Theoretically Feasible, but Proceed with Caution in Practice

As noted above, roughly concurrently with this experiment, Nof1's AlphaArena ran its AI crypto-trading experiment. Huang's team, meanwhile, built what is reportedly the first US stock AI arena powered by LLMs in China.

Already, financial institutions including brokerages and investment banks have reached out to Huang's team. The former said they had long wanted to explore LLMs' potential as aids in financial systems but had never managed to fully develop the capability. Seeing Huang's project, they said it has essentially built out the LLM trading system and Agent pipeline they needed.

Just days after open-sourcing, the project rapidly gained 700 GitHub stars. GitHub data shows many AI industry insiders are already deploying the models and frameworks used by Huang's team, with more expected to follow this research direction. "In fact, we're just using this stock-trading project as a starting point to spark more interest and show everyone that Agent-LLM combinations can already reach this level — I think many more people will flock to this path going forward," Huang told DeepTech.

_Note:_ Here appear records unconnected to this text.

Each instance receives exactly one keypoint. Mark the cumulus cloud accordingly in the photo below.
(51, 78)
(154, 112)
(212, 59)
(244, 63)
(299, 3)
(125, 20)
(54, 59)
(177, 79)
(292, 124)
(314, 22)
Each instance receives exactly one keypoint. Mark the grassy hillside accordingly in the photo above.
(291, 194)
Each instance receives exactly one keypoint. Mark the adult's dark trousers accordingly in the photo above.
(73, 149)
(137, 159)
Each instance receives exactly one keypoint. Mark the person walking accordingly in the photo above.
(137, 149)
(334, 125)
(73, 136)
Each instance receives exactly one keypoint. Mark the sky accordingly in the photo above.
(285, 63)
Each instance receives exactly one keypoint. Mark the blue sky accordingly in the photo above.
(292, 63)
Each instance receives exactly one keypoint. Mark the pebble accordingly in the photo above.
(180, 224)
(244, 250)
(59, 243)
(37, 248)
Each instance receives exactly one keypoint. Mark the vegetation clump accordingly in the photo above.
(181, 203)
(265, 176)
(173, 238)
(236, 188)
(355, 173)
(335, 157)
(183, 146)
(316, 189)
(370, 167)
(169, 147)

As mentioned, this project is open-source; anyone can go to GitHub to watch the LLMs trade live. Because stock market volatility tends to be significant, Huang also wants to see how these models judge dynamic conditions. For now, the experiment has only run for three weeks, and the LLM trading rankings remain in flux. Going forward, they plan to extend the experiment timeline for a more comprehensive assessment of LLM capabilities.

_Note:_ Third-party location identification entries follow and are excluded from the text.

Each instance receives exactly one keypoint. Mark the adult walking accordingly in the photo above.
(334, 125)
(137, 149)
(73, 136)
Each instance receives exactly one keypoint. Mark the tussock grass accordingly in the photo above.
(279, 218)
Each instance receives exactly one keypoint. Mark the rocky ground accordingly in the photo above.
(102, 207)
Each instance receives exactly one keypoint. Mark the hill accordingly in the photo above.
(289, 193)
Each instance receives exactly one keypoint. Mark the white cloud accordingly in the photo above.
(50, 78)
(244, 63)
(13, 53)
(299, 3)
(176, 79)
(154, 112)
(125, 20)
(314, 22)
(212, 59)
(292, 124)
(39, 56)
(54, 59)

Specifically, they plan to livestream the LLM trading on GitHub through the end of 2025. Meanwhile, they're optimizing the framework to enable more refined and richer strategies, to observe whether LLMs can develop more precise capabilities in financial markets.

The team also hopes to eventually implement live trading, making the system more real-time and capable of trading with actual capital based on platform information. "In short, all of this is theoretically possible, but must be pursued with great caution," he added.

Overall, the significance of both the Nof1 project and Huang's team extends beyond a mere competition — it represents a paradigm shift in how we evaluate AI capabilities. Namely, a move from static laboratory testing toward open, verifiable, real-world adversarial environments. This provides a benchmark for AI financial research and raises deeper questions about AI's role in dynamic decision-making domains.